Through the crowd came the burly and aggressive form of Robertson Jones, still wearing his dark glasses, and with a disfiguring strip of court plaster across his cheek. At the wicket he made inquiry for his ticket, and was told to stand back and wait. Tickets were held until eight o'clock.
In the lobby, flattening himself against the marble wall, he waited, with his hat well down over his face. Crowds of people, mostly women, surged past him, laughing, chattering, feeling in their ridiculous bags for their tickets, or the price of a box of chocolates at the counter, where two red-gold blondes presided.
Inside, as the doors swung open, he saw a young fellow in evening dress, giving out handbills, and an exclamation almost escaped him. He had forgotten all about Peter Neelands!
Robertson Jones, caught in the eddies of women, buffeted by them, his toes stepped upon, elbowed, crowded, grew more and more scornful of their intelligence, and would probably have worked his way out—if he could, but the impact of the crowd worked him forward.
"A silly, cackling hen-party," he muttered to himself. "I'll get out of this—it's no place for a man—Lord deliver me from a mob like this, with their crazy tittering.
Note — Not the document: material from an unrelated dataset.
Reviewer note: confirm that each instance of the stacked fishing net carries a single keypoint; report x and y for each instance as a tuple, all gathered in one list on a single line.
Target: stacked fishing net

There ought to be a way to stop these things. It's demoralizing—it's unseemly."
It was impossible to turn back, however, and he found himself swept inside. He thought of the side door as a way of escape, but to his surprise, he saw the whole Cabinet arriving there and filing into the boxes over which the colors of the Province were draped; every last one of them, in evening dress.
That was the first blow of the evening! Every one of them had said they would not go—quite scornfully—and spoke of it as "The Old Maid's Convention"—Yet they came!
He wedged his way back to the box office, only to find that there was no ticket for him. Every one had been lifted. But he determined to stay.
Getting in again, he approached a man in a shabby suit, sitting in the last row.
"I'll give you five dollars for your seat," he whispered.